I end up working around it with code like this:

$bytes = [System.BitConverter]::GetBytes($data)
if ($bytes -isnot [System.Array]) {
    $bytes = @($bytes) 
}   

I know if I were looking at this from the other direction I could force an array in various ways, and there are several questions already here about that. But I didn't see anything helping me understand what is going on with this case, where I know I already had an array, and now have to do extra work to get it back.

So the question: is there a better work-around than the -isnot [System.Array] conditional expression, and what is actually going on here?

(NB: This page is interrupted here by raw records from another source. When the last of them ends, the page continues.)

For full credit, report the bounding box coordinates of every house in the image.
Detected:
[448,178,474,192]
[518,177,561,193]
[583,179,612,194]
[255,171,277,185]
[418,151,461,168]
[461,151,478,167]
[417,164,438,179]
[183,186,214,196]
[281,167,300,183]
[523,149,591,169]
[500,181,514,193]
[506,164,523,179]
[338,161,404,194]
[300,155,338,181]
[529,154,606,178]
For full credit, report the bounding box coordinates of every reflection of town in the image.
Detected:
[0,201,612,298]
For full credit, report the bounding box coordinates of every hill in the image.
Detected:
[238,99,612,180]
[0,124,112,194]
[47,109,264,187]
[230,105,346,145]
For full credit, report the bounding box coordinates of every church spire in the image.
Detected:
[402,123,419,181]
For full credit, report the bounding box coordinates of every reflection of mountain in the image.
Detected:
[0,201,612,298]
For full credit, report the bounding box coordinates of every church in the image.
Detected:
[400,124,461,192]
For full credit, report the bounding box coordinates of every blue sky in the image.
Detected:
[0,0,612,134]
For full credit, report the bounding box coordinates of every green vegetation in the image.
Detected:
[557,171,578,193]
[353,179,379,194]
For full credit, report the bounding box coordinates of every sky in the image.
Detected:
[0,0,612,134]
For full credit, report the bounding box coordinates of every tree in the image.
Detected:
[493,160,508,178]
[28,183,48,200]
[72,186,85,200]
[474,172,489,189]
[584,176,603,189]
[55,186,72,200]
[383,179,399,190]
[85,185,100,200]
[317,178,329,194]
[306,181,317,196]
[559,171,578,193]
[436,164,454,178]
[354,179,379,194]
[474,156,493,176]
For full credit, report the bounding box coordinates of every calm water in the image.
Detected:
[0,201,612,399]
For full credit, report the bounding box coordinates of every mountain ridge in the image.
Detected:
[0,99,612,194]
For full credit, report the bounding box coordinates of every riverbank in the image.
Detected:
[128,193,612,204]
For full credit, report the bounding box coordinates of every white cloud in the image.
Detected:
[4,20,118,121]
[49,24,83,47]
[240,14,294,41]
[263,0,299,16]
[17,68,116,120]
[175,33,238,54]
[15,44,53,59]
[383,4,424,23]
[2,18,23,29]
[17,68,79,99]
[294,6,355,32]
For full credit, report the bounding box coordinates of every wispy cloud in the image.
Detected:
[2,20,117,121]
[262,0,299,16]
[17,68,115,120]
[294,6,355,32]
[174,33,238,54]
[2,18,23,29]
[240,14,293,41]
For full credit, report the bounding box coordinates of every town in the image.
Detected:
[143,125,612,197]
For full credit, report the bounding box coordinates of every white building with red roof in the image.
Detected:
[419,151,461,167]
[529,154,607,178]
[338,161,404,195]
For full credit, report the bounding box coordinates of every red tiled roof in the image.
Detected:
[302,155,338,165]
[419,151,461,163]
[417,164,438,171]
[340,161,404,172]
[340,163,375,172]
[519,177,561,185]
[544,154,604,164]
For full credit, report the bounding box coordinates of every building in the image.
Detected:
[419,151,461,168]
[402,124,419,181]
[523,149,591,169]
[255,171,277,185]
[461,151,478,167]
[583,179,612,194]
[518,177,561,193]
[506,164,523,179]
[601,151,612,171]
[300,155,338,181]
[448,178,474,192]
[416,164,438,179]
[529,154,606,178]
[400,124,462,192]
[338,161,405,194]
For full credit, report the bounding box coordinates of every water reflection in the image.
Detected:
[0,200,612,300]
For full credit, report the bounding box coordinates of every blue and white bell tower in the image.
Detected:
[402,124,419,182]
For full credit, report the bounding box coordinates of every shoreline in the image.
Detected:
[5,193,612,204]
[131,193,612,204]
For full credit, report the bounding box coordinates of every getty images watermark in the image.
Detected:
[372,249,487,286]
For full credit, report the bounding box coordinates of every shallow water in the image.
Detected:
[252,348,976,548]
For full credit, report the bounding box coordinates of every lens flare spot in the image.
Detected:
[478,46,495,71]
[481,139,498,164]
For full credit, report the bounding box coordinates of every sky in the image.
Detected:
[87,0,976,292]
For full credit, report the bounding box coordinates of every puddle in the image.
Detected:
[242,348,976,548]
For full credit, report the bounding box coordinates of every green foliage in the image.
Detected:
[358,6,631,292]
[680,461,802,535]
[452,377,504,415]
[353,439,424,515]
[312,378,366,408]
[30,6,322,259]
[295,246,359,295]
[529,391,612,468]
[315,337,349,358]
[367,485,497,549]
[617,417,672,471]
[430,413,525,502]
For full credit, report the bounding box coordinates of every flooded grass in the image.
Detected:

I expect this is a "feature" that is actually useful in pipeline situations, but since I'm calling the .NET function directly and not piping anything I wonder if there's a way to tell PS to skip that feature here.


The longer form of what I'm actually doing involves certificate automation. We have a pfx file with a private key from a windows certificate store, and we want to transform it into cert and key pairs suitable to use with linux/apache. This code is part of a piece to export the primary key. Part of the key involves encoding the data length.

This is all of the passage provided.